To restart, we need to emulate the settings needed for the twisst process.

// git 5.19
// emulate setting
Channel
    .from(50, 200)
    .combine( vcf_loc_twisst )
    .combine( lg_twisst )
    .set{ twisst_modes }

Then, we feed the phylogenies from an external directory into twisst.

// git 5.20
// run the topology weighting on the  phylogenies
process twisst_plugin {
    label 'L_G120g40h_twisst_plugin'
    publishDir "../../2_analysis/twisst/weights/", mode: 'copy'
    tag "${loc}-${lg}-${mode}"

    input:
    set val( mode ), val( loc ), file( vcf ), file( pop ), val( lg ) from twisst_modes

    output:
    set val( loc ), val( lg ), file( "*.weights.tsv.gz" ) into ( twisst_output )

    script:
    """
   module load intel17.0.4 intelmpi17.0.4

   awk '{print \$1"\\t"\$1}' ${pop} | \
   sed 's/\\(...\\)\\(...\\)\$/\\t\\1\\t\\2/g' | \
   cut -f 1,3 | \
   awk '{print \$1"_A\\t"\$2"\\n"\$1"_B\\t"\$2}' > ${loc}.${lg}.twisst_pop.txt

   TWISST_POPS=\$( cut -f 2 ${loc}.${lg}.twisst_pop.txt | sort | uniq | paste -s -d',' | sed 's/,/ -g /g; s/^/-g /' )
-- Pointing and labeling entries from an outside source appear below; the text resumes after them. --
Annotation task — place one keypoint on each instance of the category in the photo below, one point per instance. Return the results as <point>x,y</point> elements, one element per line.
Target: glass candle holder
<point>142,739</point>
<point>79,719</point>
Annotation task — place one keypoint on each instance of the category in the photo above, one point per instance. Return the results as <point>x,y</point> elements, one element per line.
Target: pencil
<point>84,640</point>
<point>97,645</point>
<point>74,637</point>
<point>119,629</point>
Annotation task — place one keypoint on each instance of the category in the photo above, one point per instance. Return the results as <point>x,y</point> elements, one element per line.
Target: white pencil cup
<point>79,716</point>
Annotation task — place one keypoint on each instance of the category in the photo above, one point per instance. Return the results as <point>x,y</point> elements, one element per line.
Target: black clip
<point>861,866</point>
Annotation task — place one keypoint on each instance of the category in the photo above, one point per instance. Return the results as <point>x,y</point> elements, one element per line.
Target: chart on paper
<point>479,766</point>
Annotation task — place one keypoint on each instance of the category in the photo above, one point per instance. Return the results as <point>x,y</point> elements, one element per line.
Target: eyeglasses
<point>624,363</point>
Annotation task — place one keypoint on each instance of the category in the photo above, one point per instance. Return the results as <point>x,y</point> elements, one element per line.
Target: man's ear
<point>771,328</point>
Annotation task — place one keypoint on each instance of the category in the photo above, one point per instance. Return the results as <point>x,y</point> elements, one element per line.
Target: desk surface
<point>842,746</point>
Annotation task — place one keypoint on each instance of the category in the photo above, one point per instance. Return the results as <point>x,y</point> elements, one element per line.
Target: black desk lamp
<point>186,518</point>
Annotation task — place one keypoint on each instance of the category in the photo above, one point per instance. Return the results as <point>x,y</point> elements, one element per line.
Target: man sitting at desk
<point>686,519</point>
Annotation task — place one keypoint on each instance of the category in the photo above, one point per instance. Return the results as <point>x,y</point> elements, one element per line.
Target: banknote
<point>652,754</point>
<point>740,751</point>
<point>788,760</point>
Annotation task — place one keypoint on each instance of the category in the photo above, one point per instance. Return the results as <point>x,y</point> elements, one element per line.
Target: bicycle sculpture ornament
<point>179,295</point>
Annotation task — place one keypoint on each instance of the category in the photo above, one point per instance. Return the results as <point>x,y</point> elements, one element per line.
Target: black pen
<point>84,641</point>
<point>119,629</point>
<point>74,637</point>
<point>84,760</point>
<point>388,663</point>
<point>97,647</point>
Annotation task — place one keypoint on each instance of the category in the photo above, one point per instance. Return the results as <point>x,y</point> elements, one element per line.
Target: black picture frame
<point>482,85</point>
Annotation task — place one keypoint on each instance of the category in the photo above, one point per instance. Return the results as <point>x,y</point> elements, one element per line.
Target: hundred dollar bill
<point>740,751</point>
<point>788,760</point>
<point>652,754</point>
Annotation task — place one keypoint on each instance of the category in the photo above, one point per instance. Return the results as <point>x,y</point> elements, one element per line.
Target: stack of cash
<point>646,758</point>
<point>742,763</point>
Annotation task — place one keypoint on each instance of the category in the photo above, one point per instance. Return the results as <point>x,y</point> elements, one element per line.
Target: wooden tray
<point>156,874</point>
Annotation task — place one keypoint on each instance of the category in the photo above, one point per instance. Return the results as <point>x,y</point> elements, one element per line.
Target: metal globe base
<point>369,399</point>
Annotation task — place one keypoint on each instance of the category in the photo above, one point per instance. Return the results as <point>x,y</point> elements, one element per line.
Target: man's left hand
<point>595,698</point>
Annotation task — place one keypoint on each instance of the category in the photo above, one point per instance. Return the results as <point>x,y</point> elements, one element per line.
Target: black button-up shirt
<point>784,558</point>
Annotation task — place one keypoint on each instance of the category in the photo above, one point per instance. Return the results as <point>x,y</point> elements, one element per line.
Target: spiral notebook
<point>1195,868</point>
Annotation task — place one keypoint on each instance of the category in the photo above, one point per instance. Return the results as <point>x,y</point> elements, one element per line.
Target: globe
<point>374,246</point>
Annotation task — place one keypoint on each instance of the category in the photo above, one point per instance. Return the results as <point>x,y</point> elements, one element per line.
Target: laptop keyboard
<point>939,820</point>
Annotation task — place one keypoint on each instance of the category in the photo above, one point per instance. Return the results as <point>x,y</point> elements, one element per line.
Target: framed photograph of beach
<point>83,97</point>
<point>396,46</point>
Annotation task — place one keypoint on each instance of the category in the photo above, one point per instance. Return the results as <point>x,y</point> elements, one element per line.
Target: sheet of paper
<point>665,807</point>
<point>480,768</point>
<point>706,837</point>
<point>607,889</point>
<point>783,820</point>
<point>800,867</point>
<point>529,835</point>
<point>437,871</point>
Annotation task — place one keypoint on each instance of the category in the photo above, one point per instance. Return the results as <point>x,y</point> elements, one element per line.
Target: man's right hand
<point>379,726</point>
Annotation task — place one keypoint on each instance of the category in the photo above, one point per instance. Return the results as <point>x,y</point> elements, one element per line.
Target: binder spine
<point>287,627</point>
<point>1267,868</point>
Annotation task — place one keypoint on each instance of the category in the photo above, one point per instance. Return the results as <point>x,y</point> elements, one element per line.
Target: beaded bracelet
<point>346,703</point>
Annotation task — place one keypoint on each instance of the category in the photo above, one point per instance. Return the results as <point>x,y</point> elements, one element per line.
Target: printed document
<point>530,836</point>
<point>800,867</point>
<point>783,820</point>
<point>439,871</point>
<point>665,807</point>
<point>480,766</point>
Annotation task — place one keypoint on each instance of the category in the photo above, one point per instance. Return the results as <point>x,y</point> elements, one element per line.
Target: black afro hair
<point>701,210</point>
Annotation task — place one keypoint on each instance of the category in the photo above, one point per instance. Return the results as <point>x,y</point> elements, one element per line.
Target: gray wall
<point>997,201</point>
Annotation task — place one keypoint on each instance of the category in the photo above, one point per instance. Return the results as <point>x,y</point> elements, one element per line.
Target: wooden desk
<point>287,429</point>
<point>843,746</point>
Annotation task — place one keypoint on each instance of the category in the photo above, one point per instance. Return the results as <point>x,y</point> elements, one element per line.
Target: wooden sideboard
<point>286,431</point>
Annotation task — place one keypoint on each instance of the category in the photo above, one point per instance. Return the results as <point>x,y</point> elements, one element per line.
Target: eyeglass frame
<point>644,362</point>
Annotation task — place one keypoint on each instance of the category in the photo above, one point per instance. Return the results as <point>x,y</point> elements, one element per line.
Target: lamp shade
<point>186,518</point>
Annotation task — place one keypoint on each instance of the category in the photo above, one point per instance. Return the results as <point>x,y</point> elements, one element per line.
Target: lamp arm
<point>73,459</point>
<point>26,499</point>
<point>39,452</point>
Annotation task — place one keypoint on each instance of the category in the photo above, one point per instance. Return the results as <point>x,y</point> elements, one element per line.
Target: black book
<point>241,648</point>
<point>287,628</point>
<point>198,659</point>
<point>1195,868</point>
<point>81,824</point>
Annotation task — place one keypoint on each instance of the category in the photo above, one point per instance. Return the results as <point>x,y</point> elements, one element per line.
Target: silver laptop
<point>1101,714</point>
   mpirun \$NQSII_MPIOPTS -np 1 \
   python \$SFTWR/twisst/twisst.py \
     --method complete \
     -t \$BASE_DIR/ressources/plugin/trees/${loc}/${loc}.${lg}.w${mode}.phyml_bionj.trees.gz \
     \$TWISST_POPS \
     --groupsFile ${loc}.${lg}.twisst_pop.txt | \
     gzip > ${loc}.${lg}.w${mode}.phyml_bionj.weights.tsv.gz
   """
}

At this step we are done with phylogeny and the topology weighting.